Capa do single de "Somewhere Only We Know", lançado em fevereiro de 2004.
Musicalmente, Hopes and Fears é caracterizado por uma fusão de rock alternativo, pós-britpop e pop rock, com o piano de Tim Rice-Oxley assumindo papel de destaque, conferindo à obra uma sonoridade única e introspectiva. As letras exploram temas de esperança e vulnerabilidade, ressoando com um público amplo e consolidando a identidade da banda na cena musical contemporânea.
Os vocais emotivos de Tom Chaplin transmitem, ao mesmo tempo, fragilidade e força, mesclando suavidade e potência vocal de maneira impecável. Sua interpretação etérea eleva as melodias nostálgicas de Hopes and Fears, criando uma atmosfera reflexiva que se entrelaça perfeitamente com a rica instrumentação do álbum.
Uma característica marcante de Hopes and Fears, que se tornou um traço distintivo do Keane nessa fase, é o fato de ser um álbum de rock sem guitarras elétricas. Desde a saída de Dominic Scott, a banda aprendeu a explorar a ausência da guitarra em sua música. Essa escolha criativa confere à sonoridade do álbum um caráter intimista e introspectivo, permitindo que o piano e os sintetizadores ocupem o protagonismo, criando um ambiente sonoro singular.
O álbum abre com a sensacional "Somewhere Only We Know", o primeiro e maior sucesso da carreira do Keane. Com tons melódicos e um forte apelo radiofônico, a faixa destaca a tradição do piano no rock. Tim Rice-Oxley estabelece uma base emotiva e grandiosa ao piano, enquanto a bateria de Richard Hughes mantém um ritmo sólido e constante. A voz de Tom Chaplin brilha com emoção, interpretando versos sobre um lugar especial e nostálgico para o eu lírico da canção.
"Bend and Break" aborda temas de superação pessoal, resiliência diante das adversidades e a esperança de um recomeço após momentos de crise. A canção apresenta uma sonoridade de pop rock, com uma bateria dinâmica e o piano criando camadas melódicas que enriquecem a composição. A performance vocal é intensa e repleta de vigor, transmitindo a energia da mensagem.

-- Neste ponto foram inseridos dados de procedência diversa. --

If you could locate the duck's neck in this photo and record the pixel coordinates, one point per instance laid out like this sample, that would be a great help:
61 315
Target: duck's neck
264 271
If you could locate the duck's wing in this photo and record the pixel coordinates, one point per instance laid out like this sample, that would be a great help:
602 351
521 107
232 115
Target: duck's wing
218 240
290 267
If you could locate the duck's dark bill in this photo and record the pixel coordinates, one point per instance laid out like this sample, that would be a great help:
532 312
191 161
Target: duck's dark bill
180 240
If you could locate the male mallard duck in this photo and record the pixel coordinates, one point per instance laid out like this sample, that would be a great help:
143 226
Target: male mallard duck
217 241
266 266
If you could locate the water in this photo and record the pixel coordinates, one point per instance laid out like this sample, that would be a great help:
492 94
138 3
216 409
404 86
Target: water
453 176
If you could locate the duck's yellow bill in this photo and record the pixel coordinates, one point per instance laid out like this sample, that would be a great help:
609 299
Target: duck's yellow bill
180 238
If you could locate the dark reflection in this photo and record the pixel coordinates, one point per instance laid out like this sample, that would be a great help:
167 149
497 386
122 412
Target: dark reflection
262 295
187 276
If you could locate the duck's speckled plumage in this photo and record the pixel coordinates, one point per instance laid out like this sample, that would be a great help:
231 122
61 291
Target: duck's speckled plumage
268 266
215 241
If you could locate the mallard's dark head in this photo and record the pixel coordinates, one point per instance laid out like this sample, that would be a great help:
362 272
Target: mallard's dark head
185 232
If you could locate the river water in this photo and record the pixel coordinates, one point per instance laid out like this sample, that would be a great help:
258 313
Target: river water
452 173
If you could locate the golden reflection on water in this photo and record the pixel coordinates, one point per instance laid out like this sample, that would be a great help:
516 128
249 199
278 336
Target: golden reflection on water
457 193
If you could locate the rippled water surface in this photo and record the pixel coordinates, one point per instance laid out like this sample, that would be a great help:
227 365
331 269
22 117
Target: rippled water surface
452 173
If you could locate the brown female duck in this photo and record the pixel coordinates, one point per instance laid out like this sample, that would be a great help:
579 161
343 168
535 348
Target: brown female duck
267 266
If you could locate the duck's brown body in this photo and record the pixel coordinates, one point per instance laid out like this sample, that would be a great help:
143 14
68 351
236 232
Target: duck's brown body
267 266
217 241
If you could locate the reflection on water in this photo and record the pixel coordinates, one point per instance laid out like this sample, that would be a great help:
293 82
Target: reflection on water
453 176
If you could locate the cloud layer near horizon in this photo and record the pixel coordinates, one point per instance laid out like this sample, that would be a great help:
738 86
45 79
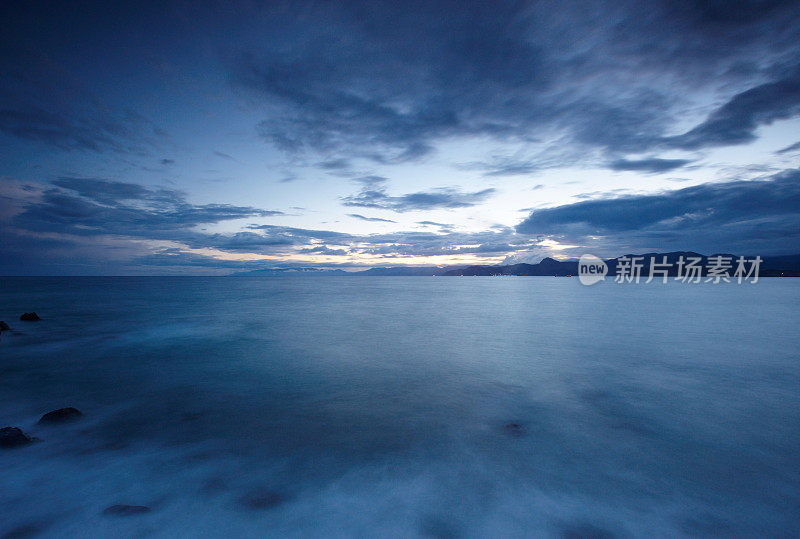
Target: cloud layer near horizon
429 119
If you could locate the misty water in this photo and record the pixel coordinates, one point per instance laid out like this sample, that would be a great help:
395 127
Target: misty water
403 406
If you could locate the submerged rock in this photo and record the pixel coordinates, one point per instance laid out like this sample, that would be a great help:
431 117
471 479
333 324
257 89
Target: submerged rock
62 415
120 510
13 437
261 499
514 429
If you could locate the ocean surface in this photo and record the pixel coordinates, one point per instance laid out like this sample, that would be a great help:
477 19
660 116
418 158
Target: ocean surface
401 406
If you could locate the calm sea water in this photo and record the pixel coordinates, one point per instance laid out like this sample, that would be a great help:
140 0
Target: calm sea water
370 406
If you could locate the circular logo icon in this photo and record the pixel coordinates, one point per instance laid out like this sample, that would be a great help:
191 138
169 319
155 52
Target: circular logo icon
591 269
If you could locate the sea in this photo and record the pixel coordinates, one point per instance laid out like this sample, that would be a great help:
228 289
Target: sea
401 407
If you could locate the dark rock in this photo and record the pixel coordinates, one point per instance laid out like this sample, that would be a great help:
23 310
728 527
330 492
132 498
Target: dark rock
261 499
13 437
125 510
24 531
514 429
585 531
62 415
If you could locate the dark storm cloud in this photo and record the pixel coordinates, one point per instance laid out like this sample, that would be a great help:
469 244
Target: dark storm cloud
388 82
654 164
762 214
423 200
42 101
737 120
375 219
87 207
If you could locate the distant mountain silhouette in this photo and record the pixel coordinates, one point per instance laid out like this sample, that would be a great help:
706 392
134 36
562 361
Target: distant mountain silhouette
771 266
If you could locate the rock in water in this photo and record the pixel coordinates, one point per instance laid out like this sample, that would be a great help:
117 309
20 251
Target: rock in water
13 437
126 510
62 415
514 429
261 499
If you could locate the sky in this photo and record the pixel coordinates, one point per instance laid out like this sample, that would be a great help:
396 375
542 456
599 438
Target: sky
211 138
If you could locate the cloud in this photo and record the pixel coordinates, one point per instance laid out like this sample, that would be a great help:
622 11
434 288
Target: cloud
87 207
375 219
737 216
736 121
324 250
652 165
423 200
41 101
790 148
389 83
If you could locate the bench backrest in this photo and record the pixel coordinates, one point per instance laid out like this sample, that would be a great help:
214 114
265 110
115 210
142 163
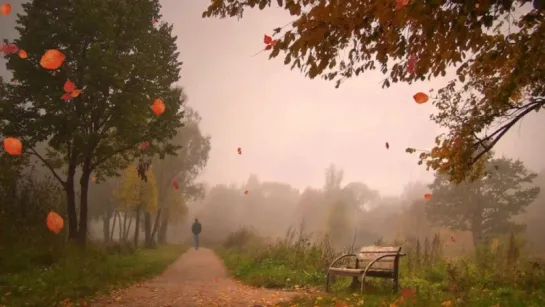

Em "We Might as Well Be Strangers", o Keane explora o tema do distanciamento entre pessoas que, apesar de terem compartilhado momentos de intimidade no passado, agora se veem como estranhas. Trata-se de uma balada lenta, melancólica e minimalista, que evoca no ouvinte uma sensação profunda de solidão e afastamento.
Tom Chaplin, Tim Rice-Oxley e o produtor Andy Green no estúdio na época das gravações do álbum Hopes and Fears.
Depois de "Somewhere Only We Know", "Everybody’s Changing" é a faixa mais significativa de Hopes and Fears. Com uma sonoridade que mescla pop rock alternativo e nuances de soft rock, "Everybody’s Changing" destaca-se por sua base instrumental atmosférica, onde o piano e os sintetizadores criam texturas envolventes, enquanto a bateria imprime um ritmo marcante. A letra aborda a perspectiva de alguém que tenta encontrar um propósito em meio a uma sensação de estagnação, enquanto observa a vida dos amigos progredindo. As dificuldades enfrentadas pela banda no início da carreira teriam servido de inspiração para compor a letra de "Everybody’s Changing".
"Your Eyes Open" é um pop rock melódico, onde o piano ocupa posição de destaque, acompanhado por sintetizadores que ajudam a criar uma atmosfera introspectiva e levemente otimista. Na canção, o eu lírico percebe o distanciamento da pessoa amada: "E você não quer mais saber de mim / Faz um bom tempo desde que o seu coração endureceu".
A faixa seguinte, "She Has No Time", é uma balada calma, romântica e minimalista. O tom da canção é profundamente emotivo e melancólico. A letra explora a rejeição e a dor de um amor não correspondido, enfatizando a frustração emocional com sensibilidade.
"Can’t Stop Now" reflete os conflitos internos de alguém que luta entre atender às expectativas alheias e priorizar a própria saúde emocional, destacando a necessidade de seguir em frente para sobreviver emocionalmente. A faixa é um pop rock agradável, com um piano dinâmico, bateria vibrante e vocais expressivos que impulsionam a música. Os sintetizadores criam uma ambientação etérea, enquanto o piano permanece como base sólida.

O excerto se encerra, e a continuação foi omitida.